Earlier this week, the GAO released a legal opinion indicating that the Obama Administration cannot unilaterally bail out insurance companies, without statutes. Philip Klein reports:

In February, Sen. Jeff Sessions, R-Ala., and House Energy and Commerce Committee Rep. Fred Upton, R-Mich., sought clarification from the GAO as to whether the Obama administration even had the authority to use the general pot of money sent to the Centers for Medicare and Medicaid Services (the agency implementing the program for HHS) through the regular budget process to supplement any shortfall from the risk corridors program. On Tuesday, GAO responded that the administration does not possess that authority, and it requires Congressional cooperation.

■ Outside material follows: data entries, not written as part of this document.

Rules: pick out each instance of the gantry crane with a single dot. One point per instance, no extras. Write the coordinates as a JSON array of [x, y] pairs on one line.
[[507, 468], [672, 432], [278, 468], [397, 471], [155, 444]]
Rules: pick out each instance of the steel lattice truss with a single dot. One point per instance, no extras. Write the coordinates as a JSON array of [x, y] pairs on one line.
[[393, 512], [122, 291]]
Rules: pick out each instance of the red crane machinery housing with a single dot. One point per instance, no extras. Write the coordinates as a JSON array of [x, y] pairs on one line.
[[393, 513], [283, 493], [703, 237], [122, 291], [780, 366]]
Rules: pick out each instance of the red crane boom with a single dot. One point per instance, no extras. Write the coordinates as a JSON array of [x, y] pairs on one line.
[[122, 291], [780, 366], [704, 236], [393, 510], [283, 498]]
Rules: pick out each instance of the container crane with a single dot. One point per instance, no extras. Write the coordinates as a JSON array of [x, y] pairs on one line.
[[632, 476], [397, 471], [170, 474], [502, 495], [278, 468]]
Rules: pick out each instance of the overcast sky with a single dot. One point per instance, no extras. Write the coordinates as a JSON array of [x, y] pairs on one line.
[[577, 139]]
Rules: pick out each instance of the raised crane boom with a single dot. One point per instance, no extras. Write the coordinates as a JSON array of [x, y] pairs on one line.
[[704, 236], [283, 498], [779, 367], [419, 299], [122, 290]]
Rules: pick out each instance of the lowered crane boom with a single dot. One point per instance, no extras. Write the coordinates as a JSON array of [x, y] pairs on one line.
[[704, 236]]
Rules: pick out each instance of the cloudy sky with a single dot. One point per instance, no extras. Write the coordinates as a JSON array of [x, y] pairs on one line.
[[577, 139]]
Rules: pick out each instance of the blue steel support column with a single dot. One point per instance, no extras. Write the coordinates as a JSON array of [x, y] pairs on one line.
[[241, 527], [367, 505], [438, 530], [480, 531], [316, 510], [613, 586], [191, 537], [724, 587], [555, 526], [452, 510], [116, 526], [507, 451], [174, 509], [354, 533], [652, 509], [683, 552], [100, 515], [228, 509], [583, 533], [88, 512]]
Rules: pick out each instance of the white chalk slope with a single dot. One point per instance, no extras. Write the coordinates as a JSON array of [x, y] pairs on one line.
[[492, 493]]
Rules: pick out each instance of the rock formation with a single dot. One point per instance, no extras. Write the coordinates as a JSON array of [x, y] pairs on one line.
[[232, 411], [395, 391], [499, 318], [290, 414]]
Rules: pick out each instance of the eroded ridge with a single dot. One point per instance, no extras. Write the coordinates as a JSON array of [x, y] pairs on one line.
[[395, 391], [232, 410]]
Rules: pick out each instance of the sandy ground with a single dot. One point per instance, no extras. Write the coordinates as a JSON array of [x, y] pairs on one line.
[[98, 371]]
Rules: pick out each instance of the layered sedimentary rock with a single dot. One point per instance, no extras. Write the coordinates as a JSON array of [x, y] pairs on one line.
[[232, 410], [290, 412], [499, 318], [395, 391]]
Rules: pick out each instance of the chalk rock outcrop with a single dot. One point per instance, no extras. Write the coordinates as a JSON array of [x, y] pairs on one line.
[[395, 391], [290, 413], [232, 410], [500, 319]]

More specifically, the legal opinion said that for the administration to dip into general CMS funds, whatever language Congress adopts in future appropriations to CMS must be the same as the language that was adopted for the 2014 fiscal year ending Sept. 30. That language enabled CMS to use appropriations for “other responsibilities” of CMS, which GAO said could include risk corridor payments.

In practice, what this means is that if Congress passes more restrictive language going forward, lawmakers could effectively block any risk corridor payments to insurers that exceed the money collected through the program from other insurers. Earlier this year, the Obama administration proposed making sure that the risk corridor program was budget-neutral (i.e. that payments were only made based on what was collected), and insurers mounted an aggressive lobbying campaignwarning that this would drive up premiums. In response, CMS issued revised guidance promising insurers that if the pool of money were insufficient to cover insurer losses, the agency would find “other sources of funding for the risk corridors payments, subject to the availability of appropriations.”